With the trajectory on rates reaffirmed, the focus returns to turmoil abroad, and more reasons to buy U.S. assets. The surge in Italian borrowing costs is one, judging by the dip in U.S. 10-year yields Friday, which followed a bigger tumble in German yields.

Curve-Flattening Finds Fuel in Italy Woes as Fed Risk Subsides

“Investors are going to asset-allocate from where there might be risks to where they know they’re safer,” which is happening now with Italy as the catalyst, said Joseph LaVorgna, chief economist for the Americas at Natixis.

He sees the U.S. curve inverting around year-end, with the 10-year yield falling below the two-year.
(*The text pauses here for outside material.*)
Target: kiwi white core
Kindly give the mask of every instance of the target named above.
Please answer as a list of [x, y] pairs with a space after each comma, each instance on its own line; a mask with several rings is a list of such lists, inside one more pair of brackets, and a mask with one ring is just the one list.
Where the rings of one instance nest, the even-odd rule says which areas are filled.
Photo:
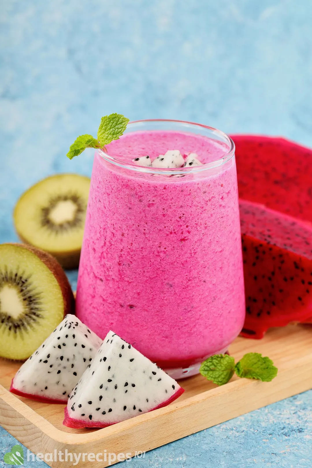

In his view, Italy’s deficit could remain a concern for global markets, particularly as the European Central Bank moves to pare stimulus.

However, for him that’s only one foreseeable driver of a flight-to-quality trade in a globally interconnected market, where investors are also exposed to risks such as a further cooling of China’s economy or weaker commodities demand.

And the flattening trend isn’t just drawing support from the perception of threats elsewhere. It’s also benefiting from the perceived absence of threats in the U.S. In particular, inflation markets this week adjusted lower following Fed Chairman Jerome Powell’s comments on price pressures, and the longer-dated Treasury yields most vulnerable to inflation trends subsided.

“The yield curve isn’t flattening just because of what’s happening in Italy,” LaVorgna said. “Part of the story is that the Treasuries market doesn’t believe there is meaningful inflation risk going forward.”